To use regular expressions fully in Guile Scheme or Guix we have to be able to use quantifiers. Quantifiers are metacharacters used to specify that the preceding element must be matched a specified number of times. Each quantifier specifies a different number of required matches. Quantifiers are used all the time when creating regular expressions - it's probably impossible to write a regex without using them!
In this post we'll explore all the quantifier metacharacters. We'll also look at the interval expression format which gives us further control over matching. The quantifiers in Guile Scheme are greedy meaning that they perform the longest match they can. This has implications for creating regexs so we'll also look at some strategies for dealing with greedy matching.
This is part 4 in a series called A side (aside?) of Guile, introducing the Guile Scheme language in the context of using it for packaging in Guix. As regular expressions is such a complex topic it's covered over three posts:
The quantifier metacharacters specify how many times the preceding character (or group) should be matched. There are a few of them:
Metacharacter | Explanation |
---|---|
? | Question mark indicates that the preceding character or group is optional. |
. | Dot matches any single character except the null character. |
* | Asterisk matches the preceding element or group zero or more times. |
+ | Plus sign indicates that the preceding character or group should match once or more. |
{ ... } | Squiggly brackets can be used to specify how many times a character should match.

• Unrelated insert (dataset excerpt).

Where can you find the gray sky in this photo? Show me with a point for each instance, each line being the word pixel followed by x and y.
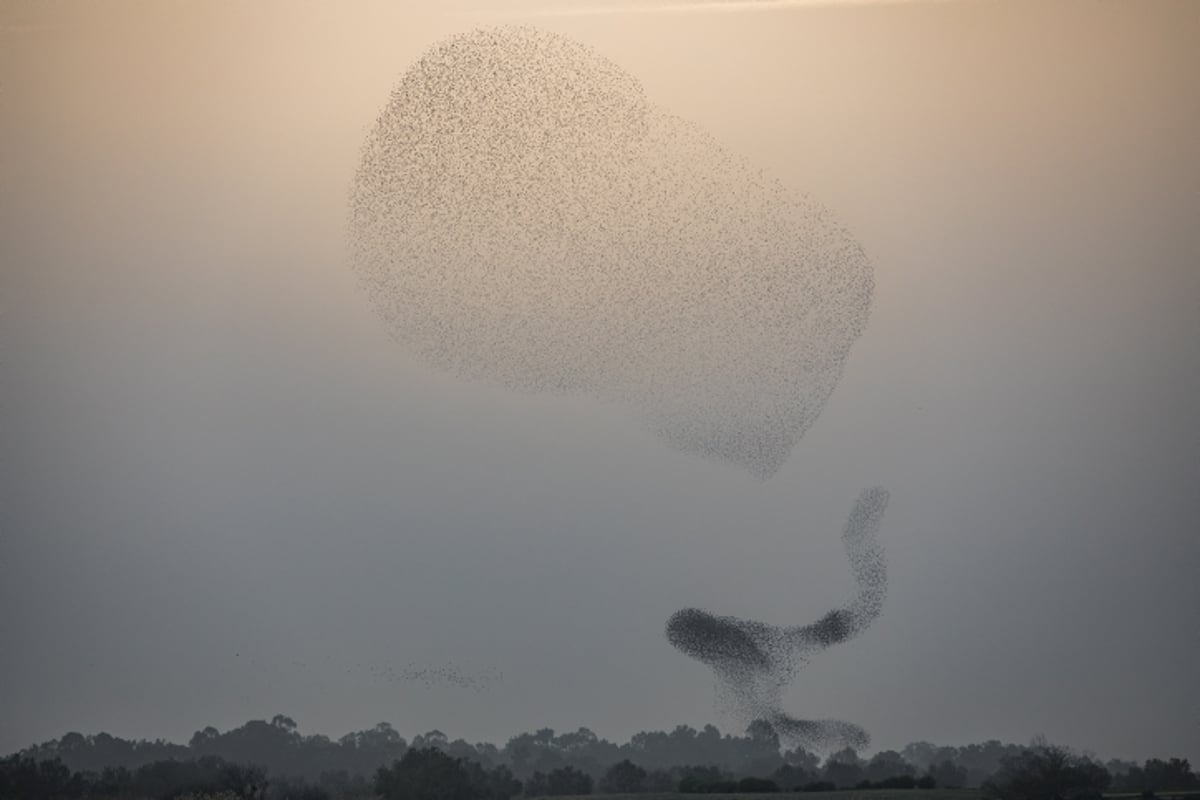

The Grep manual calls them an "interval expression". Effectively it's an alternative format to the other quantifiers as it's very flexible. |
All the quantifiers are greedy which means they'll match as much as possible within the search.

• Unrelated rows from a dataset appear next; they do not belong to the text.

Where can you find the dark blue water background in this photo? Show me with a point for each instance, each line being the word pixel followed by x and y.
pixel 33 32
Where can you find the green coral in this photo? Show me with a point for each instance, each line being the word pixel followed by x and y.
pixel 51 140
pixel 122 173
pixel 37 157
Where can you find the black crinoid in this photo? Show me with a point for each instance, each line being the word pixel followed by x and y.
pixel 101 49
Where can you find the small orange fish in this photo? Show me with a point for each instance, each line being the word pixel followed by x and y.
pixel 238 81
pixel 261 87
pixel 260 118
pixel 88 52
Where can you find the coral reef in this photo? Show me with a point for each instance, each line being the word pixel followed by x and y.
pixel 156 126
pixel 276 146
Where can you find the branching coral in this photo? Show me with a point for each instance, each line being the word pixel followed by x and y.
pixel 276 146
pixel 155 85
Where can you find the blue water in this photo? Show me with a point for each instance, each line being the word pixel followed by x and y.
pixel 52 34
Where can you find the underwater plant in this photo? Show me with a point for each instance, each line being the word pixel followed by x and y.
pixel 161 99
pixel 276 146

The question mark makes the preceding character or group optional. The classic example is if you want to find alternative spellings such as "colour" or "color":
1 => (map match:substring (list-matches "colou?r" "In the USA it's color, but to Brits it's colour")) 2 ("color" "colour") 3 4 => (map match:substring (list-matches "Nov(ember)?" "It is November at last, Nov 5th has fireworks!")) 5 ("November" "Nov")

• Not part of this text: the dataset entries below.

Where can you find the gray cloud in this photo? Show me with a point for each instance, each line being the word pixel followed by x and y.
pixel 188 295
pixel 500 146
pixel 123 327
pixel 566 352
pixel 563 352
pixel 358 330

The way this works is first the engine searches for each character 'c', 'o', 'l', 'o' and matches those, if it finds 'r' next that this is a match. Alternatively, it finds 'u' which is an optional match, finally it has to then find 'r' to fully match.
This can also be specified using the squiggly brackets interval expression form:
=> (map match:substring (list-matches "colou{0,1}r" "In the USA it's color, but to Brits it's colour")) ("color" "colour")
This says that the preceding character 'u', can be present 0 times or a maximum of once: technically you can do {,1} which is a GNU extension.
The dot will match any character. Unlike the other quantifiers it only matches once.
1 ;; matches any character with Xat 2 => (string-match ".at" "late") 3 #("late" (0 . 3)) 4 5 ;; dot metacharacter: matches any character, so in this case at the start of a word 6 => (map match:substring (list-matches ".at" "the cat, bat and sat late on the mat")) 7 ("cat" "bat" "sat" "lat" "mat")
The first example uses the dot to find any character and then 'at' for a match, consequently the back of 'late' matches this regexp.
It can also be specified using the squiggly brackets interval expression:
=> (map match:substring (list-matches "\\w{1,1}at" "the cat, bat and sat late on the mat")) ("cat" "bat" "sat" "lat" "mat")
In this case it's finding a alphanumeric word character \\w a minimum of once, and a maximum of once - followed by 'at'.
The asterisk matches zero or more occurrences of the preceding element or group. Just like the question mark quantifier it has the effect of making the character (or group) that's being searched for optional.
1 => (string-match "se*" "seen") 2 $1 = #("seen" (0 . 3)) 3 4 ;; this matches because the e is optional, if it's there "zero occurences" 5 ;; then that's fine - so really we're matching for anything with 's' at the start 6 => (string-match "se*" "sail") 7 8 => (map match:substring (list-matches "se*" "seen see seal")) 9 $1 = ("see" "see" "se") 10 11 => (map match:substring (list-matches "sa*l" "sail salve slow slain")) 12 $1 = ("sal" "sl" sl")
In the first example (line 2) the engine matches "see" in "seen" because the asterisk is matching the two e's in the word.
As the asterisk matches zero or more occurrences of the character it means it's removed from the search, so in the second example (line 6) we search for "se*", but it will match any string with "s" at the start. While it isn't a useful search like this it does illustrate the optional nature clearly.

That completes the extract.